Pay attention to FFs in the clock modules, most likely those FFs might not need to be balance with the design endpoints. Designer will need to confirm the clock structure, and also any logic that has clock propagating through. The chances of a “unwanted” clock snicking through is high if the design has a complex clock structure. It could be going through a MUX, an AND/OR gate or *AOI* gates. It doesn’t matter if functionally the clock is gated off, a good example will be a MUX that has a CLK1 and CLK2. The tool will see both of them and try its best to balance and make it work, this might cause issue in insertion delay etc. With in depth understanding and study of the netlist, correct “sinks, ignore and non-stop” points are inserted to control the “flow” of the clock. Pay attention to undesirable endpoints and ignore points. Some macro IP does not have clock pin define in the liberty file, PnR engineer will need to explicitly set it.



Both side engineers will have to understand the clock tree and do it as early as possible. First of all, the front-end engineer will have at least have a clock diagram in place. It is a benefit for the designer, as well as, the back-end engineer. Sometime it is hard to piece together the full toplevel clock structure. Start with the full chip SDC, pay attention to the relationship between the “create_clock” and the “create_generated_clock”. Draw it down and trace out the logic, that should give you an overall picture of the clock structure. Next, review those “async” clock group and “set_false_path” to make sure not clock domain crossing. Look for IP block that has clock logic in it, you might need to control them during CTS.

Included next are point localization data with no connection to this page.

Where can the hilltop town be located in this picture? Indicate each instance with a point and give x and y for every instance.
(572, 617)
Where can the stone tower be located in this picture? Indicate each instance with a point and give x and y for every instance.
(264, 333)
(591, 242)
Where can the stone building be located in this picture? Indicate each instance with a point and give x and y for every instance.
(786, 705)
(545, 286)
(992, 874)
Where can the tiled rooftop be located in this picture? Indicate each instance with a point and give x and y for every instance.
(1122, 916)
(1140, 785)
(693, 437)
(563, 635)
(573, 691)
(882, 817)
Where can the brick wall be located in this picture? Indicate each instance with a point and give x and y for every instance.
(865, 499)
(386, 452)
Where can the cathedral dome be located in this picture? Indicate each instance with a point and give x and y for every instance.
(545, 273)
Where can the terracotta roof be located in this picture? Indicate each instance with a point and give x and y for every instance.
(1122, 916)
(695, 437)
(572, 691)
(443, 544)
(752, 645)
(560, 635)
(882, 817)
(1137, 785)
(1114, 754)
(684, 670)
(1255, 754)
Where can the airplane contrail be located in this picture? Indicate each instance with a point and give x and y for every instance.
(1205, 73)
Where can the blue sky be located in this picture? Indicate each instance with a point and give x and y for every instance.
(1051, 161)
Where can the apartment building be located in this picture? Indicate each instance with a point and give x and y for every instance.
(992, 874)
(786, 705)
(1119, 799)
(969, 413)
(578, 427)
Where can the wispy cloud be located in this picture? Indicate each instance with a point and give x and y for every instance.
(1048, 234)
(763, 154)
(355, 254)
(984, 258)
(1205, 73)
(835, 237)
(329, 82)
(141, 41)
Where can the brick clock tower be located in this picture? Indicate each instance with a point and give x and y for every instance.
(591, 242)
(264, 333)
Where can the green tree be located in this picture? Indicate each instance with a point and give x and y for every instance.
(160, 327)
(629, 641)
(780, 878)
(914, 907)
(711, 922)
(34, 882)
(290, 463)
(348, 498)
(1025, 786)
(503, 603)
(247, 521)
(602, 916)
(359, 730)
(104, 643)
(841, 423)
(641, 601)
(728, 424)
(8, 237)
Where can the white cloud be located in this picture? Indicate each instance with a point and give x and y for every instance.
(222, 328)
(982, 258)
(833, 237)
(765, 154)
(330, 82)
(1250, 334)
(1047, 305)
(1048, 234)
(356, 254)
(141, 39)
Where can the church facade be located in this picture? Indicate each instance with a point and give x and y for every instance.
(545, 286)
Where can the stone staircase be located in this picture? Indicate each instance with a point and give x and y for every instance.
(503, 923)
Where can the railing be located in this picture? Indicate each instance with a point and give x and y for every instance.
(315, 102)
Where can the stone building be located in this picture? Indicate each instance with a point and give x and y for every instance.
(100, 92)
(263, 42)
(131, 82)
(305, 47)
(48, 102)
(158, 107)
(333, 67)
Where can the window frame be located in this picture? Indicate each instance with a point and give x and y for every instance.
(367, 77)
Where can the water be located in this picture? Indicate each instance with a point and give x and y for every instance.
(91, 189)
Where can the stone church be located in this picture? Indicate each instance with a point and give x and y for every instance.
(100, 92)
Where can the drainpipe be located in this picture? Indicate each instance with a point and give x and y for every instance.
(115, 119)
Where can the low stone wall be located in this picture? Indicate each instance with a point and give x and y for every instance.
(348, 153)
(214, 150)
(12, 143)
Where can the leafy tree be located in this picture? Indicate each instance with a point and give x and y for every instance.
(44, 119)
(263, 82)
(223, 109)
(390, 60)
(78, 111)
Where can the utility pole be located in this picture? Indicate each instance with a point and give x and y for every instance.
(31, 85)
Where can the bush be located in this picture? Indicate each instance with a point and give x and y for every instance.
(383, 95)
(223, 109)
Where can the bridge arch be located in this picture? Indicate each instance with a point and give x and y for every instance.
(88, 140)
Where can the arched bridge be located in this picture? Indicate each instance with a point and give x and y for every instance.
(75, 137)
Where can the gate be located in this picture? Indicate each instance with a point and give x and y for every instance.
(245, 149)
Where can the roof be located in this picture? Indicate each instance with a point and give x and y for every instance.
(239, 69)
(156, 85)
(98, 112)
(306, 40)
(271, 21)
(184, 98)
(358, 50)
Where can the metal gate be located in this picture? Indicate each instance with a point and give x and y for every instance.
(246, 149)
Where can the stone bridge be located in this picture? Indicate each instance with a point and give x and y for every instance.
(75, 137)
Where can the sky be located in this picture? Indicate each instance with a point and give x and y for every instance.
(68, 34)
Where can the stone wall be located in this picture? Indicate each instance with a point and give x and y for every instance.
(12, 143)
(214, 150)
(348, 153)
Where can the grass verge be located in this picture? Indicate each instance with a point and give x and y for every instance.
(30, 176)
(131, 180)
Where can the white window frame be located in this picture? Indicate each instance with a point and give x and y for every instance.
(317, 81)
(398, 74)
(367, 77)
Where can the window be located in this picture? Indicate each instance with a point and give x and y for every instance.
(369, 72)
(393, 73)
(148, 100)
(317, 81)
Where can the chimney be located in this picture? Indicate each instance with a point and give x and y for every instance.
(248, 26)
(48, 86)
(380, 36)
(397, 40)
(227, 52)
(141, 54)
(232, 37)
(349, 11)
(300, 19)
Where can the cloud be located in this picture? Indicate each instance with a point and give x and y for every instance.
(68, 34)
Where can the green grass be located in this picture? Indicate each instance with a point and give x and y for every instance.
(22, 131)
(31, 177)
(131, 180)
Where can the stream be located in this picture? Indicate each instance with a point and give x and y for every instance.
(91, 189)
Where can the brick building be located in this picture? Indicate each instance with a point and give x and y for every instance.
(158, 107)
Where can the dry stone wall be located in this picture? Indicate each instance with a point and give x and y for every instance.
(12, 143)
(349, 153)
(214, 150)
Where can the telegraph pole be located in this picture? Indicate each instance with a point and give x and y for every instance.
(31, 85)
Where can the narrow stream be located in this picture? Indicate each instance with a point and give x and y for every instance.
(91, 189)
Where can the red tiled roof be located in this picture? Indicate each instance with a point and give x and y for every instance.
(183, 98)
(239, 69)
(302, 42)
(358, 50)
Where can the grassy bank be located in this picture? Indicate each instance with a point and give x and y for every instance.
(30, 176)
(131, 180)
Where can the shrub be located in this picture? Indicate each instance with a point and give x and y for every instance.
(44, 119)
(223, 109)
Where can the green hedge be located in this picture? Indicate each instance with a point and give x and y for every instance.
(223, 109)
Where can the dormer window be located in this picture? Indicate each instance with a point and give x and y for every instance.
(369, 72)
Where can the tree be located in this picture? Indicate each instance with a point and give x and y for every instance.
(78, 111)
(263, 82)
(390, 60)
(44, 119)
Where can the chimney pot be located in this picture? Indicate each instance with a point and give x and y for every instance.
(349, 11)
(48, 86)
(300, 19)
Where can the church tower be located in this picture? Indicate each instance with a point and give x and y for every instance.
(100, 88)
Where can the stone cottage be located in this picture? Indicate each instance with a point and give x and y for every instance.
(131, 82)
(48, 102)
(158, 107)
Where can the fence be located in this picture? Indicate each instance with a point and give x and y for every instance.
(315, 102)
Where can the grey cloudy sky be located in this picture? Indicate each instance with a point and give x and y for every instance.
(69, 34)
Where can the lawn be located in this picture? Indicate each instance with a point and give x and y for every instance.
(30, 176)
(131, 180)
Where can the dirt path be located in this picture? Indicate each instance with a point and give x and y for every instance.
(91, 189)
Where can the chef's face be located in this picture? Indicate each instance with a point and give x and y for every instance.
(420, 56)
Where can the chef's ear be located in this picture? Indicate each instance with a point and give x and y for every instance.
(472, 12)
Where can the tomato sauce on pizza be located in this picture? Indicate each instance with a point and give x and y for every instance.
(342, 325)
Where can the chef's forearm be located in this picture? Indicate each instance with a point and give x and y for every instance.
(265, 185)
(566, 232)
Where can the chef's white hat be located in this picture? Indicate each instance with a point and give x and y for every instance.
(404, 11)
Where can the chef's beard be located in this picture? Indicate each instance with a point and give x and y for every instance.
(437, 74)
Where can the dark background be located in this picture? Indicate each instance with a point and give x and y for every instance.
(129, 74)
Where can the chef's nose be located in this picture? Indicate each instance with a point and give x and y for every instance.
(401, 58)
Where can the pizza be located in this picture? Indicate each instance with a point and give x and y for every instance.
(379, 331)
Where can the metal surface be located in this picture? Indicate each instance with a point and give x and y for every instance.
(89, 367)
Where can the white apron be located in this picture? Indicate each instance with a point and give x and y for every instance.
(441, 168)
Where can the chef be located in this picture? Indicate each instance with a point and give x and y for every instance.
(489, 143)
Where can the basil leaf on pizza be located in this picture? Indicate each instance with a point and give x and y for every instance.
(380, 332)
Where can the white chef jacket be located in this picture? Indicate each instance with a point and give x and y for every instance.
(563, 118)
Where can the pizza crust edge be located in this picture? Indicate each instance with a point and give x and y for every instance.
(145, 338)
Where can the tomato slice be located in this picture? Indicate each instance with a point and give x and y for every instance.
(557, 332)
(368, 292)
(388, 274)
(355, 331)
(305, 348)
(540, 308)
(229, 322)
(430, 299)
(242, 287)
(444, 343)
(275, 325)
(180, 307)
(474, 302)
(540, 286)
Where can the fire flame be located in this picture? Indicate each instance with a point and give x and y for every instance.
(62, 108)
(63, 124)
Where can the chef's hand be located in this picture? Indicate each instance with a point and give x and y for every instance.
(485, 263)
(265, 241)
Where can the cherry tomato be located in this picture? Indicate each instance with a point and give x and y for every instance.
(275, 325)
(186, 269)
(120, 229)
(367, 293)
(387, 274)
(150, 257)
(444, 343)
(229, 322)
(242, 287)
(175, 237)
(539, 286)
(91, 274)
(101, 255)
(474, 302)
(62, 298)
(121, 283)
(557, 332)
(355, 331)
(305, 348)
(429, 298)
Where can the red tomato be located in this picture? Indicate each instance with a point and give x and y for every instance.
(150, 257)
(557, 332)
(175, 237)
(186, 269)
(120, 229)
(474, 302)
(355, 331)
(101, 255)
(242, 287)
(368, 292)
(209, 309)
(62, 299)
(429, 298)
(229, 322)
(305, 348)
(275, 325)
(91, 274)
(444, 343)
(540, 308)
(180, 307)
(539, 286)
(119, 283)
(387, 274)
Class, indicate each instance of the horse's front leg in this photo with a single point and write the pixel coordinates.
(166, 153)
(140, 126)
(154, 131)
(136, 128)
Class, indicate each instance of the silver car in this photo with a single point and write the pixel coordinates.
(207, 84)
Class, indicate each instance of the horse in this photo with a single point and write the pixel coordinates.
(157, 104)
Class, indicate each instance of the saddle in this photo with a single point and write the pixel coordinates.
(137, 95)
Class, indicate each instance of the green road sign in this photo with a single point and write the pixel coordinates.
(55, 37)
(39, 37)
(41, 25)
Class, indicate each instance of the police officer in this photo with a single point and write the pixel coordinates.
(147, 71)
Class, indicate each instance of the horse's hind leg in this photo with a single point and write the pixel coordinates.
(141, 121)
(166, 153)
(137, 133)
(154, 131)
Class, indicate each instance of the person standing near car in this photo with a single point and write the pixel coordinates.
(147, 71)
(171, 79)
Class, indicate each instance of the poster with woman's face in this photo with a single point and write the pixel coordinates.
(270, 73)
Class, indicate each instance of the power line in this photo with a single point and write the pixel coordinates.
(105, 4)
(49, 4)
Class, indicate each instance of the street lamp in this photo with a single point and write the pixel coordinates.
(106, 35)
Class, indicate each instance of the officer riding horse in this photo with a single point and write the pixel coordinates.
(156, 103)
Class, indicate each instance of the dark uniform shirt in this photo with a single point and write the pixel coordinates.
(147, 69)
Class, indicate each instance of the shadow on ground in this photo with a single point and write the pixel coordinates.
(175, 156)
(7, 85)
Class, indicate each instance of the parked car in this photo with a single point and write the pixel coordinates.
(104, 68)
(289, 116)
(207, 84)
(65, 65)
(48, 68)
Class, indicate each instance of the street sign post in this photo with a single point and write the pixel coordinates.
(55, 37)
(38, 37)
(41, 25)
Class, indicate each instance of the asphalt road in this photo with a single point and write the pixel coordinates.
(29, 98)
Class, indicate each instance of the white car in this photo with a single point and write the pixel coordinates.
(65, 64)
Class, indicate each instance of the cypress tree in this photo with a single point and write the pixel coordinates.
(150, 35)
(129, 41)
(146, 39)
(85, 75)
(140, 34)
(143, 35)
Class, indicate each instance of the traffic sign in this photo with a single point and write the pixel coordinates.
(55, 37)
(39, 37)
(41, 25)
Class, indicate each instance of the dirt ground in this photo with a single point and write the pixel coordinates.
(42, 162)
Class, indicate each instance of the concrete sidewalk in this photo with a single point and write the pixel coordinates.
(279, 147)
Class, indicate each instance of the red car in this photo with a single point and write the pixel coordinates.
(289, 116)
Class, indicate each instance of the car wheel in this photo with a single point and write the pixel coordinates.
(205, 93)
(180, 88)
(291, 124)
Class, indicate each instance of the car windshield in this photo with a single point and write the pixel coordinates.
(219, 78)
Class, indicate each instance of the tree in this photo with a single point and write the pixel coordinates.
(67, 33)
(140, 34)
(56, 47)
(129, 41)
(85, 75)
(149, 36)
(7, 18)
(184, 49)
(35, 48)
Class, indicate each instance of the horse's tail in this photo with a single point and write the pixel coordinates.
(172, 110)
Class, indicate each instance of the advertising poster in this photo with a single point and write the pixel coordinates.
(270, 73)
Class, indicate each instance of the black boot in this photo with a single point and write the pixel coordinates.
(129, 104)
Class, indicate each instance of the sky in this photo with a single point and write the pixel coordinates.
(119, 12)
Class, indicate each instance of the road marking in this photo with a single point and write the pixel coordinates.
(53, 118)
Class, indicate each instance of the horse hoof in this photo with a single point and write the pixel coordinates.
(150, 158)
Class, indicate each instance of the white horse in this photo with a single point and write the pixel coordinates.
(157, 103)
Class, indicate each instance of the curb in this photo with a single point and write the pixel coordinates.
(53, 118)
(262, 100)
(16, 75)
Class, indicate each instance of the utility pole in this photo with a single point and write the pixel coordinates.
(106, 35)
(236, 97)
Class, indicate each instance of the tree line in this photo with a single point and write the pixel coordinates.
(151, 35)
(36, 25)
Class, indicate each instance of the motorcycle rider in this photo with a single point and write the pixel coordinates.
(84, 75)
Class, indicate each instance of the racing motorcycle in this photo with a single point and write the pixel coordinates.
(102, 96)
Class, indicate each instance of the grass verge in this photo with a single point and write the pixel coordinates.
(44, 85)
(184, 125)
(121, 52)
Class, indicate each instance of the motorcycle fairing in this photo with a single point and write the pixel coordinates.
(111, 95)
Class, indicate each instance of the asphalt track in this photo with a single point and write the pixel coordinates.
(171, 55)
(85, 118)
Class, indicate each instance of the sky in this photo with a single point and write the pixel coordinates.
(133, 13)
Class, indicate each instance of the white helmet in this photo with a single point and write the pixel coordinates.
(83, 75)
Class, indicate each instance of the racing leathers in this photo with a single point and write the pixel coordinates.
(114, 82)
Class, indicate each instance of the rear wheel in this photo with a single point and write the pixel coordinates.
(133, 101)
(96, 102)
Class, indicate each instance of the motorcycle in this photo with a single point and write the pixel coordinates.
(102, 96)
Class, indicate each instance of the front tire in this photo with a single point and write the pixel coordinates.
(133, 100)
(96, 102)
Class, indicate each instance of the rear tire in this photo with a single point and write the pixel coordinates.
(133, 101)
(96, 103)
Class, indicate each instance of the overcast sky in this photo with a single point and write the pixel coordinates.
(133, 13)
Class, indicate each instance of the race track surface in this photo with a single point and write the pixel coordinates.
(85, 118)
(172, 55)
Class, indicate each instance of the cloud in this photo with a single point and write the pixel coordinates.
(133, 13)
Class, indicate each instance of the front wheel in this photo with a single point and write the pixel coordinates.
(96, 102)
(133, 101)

With all the information collected and drawn down, it is time to share it with the PnR engineer. Once the design is placed, the PnR engineer’s job is to scout around for clock related logic in the placed database. This is to ensure that clock logic is correctly placed, and not scattered all over the place or placed in a undesirable region of the floor plan. Identify flops inside the clock module and highlight them to the front-end engineer. Using the PnR tool to report the clock structure of the design (Pre-CTS) and review them with front-end designer. After the discussion, tweak the clock constraint and repeat the process until the Pre-CTS clock structure report is correct. Example if the CPU clock is ONLY driving 50 FF and the report is showing like 80 FF. Then something is wrong, maybe another clock has accidentally merged with CPU clock. Find the interception point and block it. Once this phase is done, go ahead and run your clock tree synthesis. Take note of the runtime and the insertion delay, and do a Post-CTS clock structure report. Review the shortest and longest clock path per skew group, if congestion is not the issue then it might be a design constraint problem. Finally, communicate the findings and concerns to the front-end engineer of how it might impact the CTS. There is NO one man show here, failure in ironing out the structure will only delay the project more.

Hopefully, this short article is able to help engineers to understand the importance of clock planning more and work out a solution that benefit both the front-end and back-end engineers.